Muerte súbita son, al menos cuatro historias; historias que
se multiplican a través de la proliferación de sus personajes circundantes e
ideas. Dos de ellas acontecen hace siglos: un desopilante juego de pallacorda entre dos genios, Quevedo y
Caravaggio (y una pelota hecha de pelos realmente herejes que da vueltas por
Europa y la vida de algunos papas no tan santos y vergas enhiestas y
reflexiones sobre el arte de la Contrarreforma); una particular revisión de
algunos avatares alrededor de la conquista de México (Cortés y Marina aparecen
por supuesto; obispos deleznables y de los otros como Quiroga—que quiere
recrear la utopía de Moro por las tierras purépechas donde antes estuviera la
fantástica ciudad de Tzintzuntzan; nobles indígenas que traicionan y son
traicionados, artistas ídem capaces de crear la más alucinante de las mitras
papales con plumas de pájaros…); y los vuelos de esas plumas y las navegaciones
de un lado a otro de esos hombres y algunas mujeres… O sea, suceden tantas
cosas y tan variadas que el mismo narrador pareciera confundirse y perderse en
esta maraña exquisita: “No sé, mientras lo escribo sobre qué es este libro.
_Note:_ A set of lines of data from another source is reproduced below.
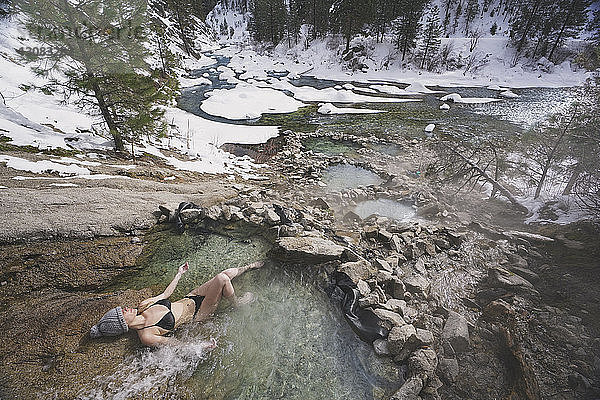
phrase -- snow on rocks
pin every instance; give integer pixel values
(509, 94)
(190, 82)
(43, 166)
(328, 108)
(457, 98)
(248, 102)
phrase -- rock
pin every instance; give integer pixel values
(497, 309)
(190, 215)
(384, 236)
(388, 318)
(429, 210)
(448, 368)
(291, 230)
(500, 277)
(370, 231)
(384, 276)
(357, 270)
(456, 332)
(410, 390)
(398, 288)
(526, 274)
(396, 306)
(381, 347)
(271, 217)
(423, 337)
(396, 243)
(351, 216)
(214, 212)
(320, 203)
(382, 264)
(423, 363)
(309, 249)
(372, 299)
(417, 284)
(399, 336)
(363, 288)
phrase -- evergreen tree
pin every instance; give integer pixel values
(267, 17)
(349, 16)
(431, 37)
(471, 12)
(100, 52)
(447, 5)
(406, 26)
(572, 17)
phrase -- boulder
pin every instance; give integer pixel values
(399, 336)
(381, 347)
(422, 363)
(357, 270)
(396, 243)
(190, 215)
(395, 305)
(382, 264)
(351, 216)
(214, 212)
(448, 369)
(410, 390)
(456, 332)
(417, 284)
(308, 250)
(525, 273)
(320, 203)
(503, 278)
(388, 318)
(271, 216)
(423, 337)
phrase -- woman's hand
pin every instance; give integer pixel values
(183, 269)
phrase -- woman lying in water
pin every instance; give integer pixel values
(157, 316)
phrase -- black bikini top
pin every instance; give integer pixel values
(168, 320)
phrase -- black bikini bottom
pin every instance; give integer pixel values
(197, 302)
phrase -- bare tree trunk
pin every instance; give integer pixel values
(528, 26)
(495, 184)
(574, 176)
(550, 158)
(562, 29)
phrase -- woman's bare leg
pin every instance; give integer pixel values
(216, 288)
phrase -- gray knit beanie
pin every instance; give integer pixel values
(112, 324)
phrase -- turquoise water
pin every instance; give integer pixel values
(345, 176)
(290, 343)
(400, 211)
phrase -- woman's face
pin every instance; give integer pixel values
(129, 314)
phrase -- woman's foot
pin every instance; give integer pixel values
(246, 298)
(254, 265)
(210, 344)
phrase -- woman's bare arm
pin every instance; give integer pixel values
(168, 291)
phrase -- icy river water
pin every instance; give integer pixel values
(292, 342)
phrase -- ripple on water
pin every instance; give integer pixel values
(345, 176)
(400, 211)
(291, 343)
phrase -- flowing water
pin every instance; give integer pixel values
(291, 343)
(400, 211)
(346, 176)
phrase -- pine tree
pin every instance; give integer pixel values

Qué
cuenta. NO es exactamente sobre un partido de tenis. Tampoco es un libro sobre
la lenta y misteriosa integración de América a lo que llamamos con
desorientación obscena ‘el mundo occidental’… Tal vez sea un libro que se trata
solamente de cómo se podría contar ese libro, tal vez todos los libros se
traten sólo de eso. Un libro con vaivenes, como un juego de tenis.”
He aquí la tercera historia: la de la
escritura sobre la escritura del libro. La conciencia por parte del escritor de
lo que su pluma plasma se ha convertido en una de las marcas de la narrativa
latinoamericana de las últimas décadas. En breve: casi no hay novela hoy donde
no se marque el proceso de producción de la escritura. Enrigue sabe, además,
que no hay escapatoria a ello. En parte, pues le confiere un peso a la historia
(aquella con minúsculas pasa a ser también la otra con mayúsculas), y en parte
porque permite, de modo quizá paradójico, que la interrupción de la narración
logre una mejor amalgama, reúna los trazos y trozos dispersos bajo un aire (y
un intento a fin de cuentas imposible) único.
Todo esto, las entretenidas historietas por
las calles de Roma y por las del dizque nuevo mundo, las reflexiones sobre la
escritura de ellas, podría ser un verdadero plomo o un acto de soberbia
literaria de los que ya tenemos demasiados si no fuera por la cuarta historia
que se, desde abajo y apenas perceptible, se superpone a las demás. La
historia, de nuevo, del narrador (que se identifica con un escritor—el autor
podríamos decir saltándonos algunos cursos de básica teoría literaria). Pero esta
vez es la del autor que sufre no por su búsqueda del cómo escribir lo que tiene
en su mente y frente a sus ojos (todo libro es muchos libros anteriores), sino
de su fragilidad y precariedad como ser humano. Como chavo o viejo de cuarenta
y cinco años –edad en la que se es demasiado viejo para todo y demasiado joven
para todo, nos recuerda, notable, en un momento--, como padre caminando con su
hijo por el supermercado, e incluso como profesor en alguna universidad de
algún país del norte. En esos momentos aparece el cross a mandíbula sin el cual
toda escritura está (y estará) irremediablemente perdida. Son esos pasajes, esa
inserción diegética, la que hace de Muerte
súbita un suspiro casi necesario. El autor, el escritor, el narrador y con
él nosotros, nos sentimos de pronto cercanos a la muerte, el sexo y la belleza
que recorre y estalla en la Piazza Navona o en las calles de la antigua
Tenochtitlan. Una cercanía lejana, la construcción mágica de un aura (como las
iridiscentes y desopilantes plumas y sus necesarios hongos) que nos recuerda
que siempre (o casi siempre) leer (como escribir) es leernos a nosotros mismos.
Y esa memoria, por súbita que sea, no es menor.